About a week later, I'm at my grandma's house. Since we lost cable I was glued to her TV watching cartoons. A commercial for Fruit By The Foot comes up. It's a commercial for a contest/sweepstakes that mentions getting around $1,000-$10,000 for finding 2 candies with dollar sign wrappers. OH SHIT!

as soon as we got home, I start to dig through the trash. I think I told my mom that I threw away my homework and she helped me dig through the trash. The wrapper was gone. I cried myself to sleep that night. And yeah, we lost the house like a month or so later.
 
One of my exes was best friends growing up with a guy who's father was put in prison for attempting to 14/88 the water system with ricin in my county. Pretty sure the guy was prosecuted with his father as an accessory or something, even though he wasn't a Nazi.
Father called him a nigger lover for listening to rap. So it's pretty stupid he got prosecuted for trying to 14/88 the water system. As a nigger lover.
 
I once told a joke so funny I almost killed a friend of mine with it.
 
I like Frozen (ducks for cover).

I have a fear of riding horses. They're really big, really strong animals and even if you think you have total control over them there's nothing assuring you couldn't get Christopher Reeve'd at any moment by one. At least that's how I see it.
 
I like Frozen (ducks for cover).

I have a fear of riding horses. They're really big, really strong animals and even if you think you have total control over them there's nothing assuring you couldn't get Christopher Reeve'd at any moment by one. At least that's how I see it.
Frozen was kind of charming. It was all the retardation surrounding it that soured it for me.

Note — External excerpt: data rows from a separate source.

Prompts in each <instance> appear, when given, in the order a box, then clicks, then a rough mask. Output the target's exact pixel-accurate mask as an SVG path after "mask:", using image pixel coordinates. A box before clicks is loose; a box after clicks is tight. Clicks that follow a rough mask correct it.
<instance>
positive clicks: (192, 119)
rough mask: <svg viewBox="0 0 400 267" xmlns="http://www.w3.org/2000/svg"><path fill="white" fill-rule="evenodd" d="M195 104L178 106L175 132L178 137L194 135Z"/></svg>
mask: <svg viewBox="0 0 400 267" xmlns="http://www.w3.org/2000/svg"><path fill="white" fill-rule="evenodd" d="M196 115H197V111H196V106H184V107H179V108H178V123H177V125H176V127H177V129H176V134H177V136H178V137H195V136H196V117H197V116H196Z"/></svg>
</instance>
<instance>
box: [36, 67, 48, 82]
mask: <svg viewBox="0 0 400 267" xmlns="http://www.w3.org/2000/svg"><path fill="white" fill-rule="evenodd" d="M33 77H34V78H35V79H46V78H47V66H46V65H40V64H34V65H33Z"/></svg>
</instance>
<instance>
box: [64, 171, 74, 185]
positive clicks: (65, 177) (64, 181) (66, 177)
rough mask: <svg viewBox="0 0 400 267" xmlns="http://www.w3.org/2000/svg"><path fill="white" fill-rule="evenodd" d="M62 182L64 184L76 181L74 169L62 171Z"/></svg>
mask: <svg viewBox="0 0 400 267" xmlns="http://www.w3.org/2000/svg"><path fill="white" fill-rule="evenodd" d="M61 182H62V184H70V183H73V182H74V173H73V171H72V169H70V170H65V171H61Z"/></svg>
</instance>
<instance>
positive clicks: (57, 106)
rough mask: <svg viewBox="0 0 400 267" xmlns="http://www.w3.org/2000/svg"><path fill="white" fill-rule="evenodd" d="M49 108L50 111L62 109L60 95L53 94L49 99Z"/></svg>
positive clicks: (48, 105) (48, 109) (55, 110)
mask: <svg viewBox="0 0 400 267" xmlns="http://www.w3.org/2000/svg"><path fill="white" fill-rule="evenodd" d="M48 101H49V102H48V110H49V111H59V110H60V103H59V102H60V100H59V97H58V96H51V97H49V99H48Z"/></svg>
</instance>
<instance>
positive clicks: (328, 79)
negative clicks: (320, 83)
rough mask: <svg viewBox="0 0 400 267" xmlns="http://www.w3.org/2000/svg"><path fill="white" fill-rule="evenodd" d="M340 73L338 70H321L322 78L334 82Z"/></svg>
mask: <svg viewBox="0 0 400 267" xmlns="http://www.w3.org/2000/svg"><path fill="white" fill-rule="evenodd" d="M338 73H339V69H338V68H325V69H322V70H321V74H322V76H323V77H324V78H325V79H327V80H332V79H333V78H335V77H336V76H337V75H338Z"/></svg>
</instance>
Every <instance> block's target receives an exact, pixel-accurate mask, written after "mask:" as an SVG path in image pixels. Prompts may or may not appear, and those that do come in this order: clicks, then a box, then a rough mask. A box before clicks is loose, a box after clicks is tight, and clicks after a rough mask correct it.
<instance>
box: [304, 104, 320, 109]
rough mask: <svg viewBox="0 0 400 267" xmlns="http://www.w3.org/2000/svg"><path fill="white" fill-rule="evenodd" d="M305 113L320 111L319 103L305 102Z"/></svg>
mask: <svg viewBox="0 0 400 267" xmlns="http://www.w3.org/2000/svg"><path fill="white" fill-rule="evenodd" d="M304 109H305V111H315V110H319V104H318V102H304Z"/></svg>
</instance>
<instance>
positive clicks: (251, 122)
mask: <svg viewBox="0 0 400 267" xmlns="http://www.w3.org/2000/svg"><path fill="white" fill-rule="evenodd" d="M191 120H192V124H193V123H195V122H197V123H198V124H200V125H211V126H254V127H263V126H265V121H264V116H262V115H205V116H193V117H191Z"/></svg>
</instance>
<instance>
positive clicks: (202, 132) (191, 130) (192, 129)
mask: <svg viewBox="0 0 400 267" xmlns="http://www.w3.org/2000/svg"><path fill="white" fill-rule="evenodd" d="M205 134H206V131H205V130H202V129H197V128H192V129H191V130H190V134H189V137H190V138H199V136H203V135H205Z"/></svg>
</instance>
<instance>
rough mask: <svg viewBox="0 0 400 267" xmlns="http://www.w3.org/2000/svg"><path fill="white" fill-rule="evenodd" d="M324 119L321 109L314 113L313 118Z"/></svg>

Horses are, once properly accustomed to being ridden and socialized properly and all that, surprisingly easy to manage. They're just sort of dumb and don't know their own strength. Kind of like big dopey dogs in a way. Had a friend who was putting some kind of new watering system into the pen and the horse was goofing around with its big ball toy thing and running around a bit and one of the horse's hind hooves clipped said friend in the ribcage on a close pass. She went to the hospital for bruised ribs and some torn connective tissue I think. Horse wasn't trying to be mean, just being silly and dumb. Wasn't even really a big horse, she was like a yearling IIRC.
 
The sight of fungi scares me and seeing the big mushrooms (particularly shiitake) at the supermarket makes me very uncomfortable.

(inb4 someone starts posting mushroom pics nope, it only works IRL, sorry. I've subjected myself to loads of mushroom pics over the years to no avail)

I've lived in 5 different countries in my lifetime, am a citizen of two of them

Wow! Six here, two passports as well.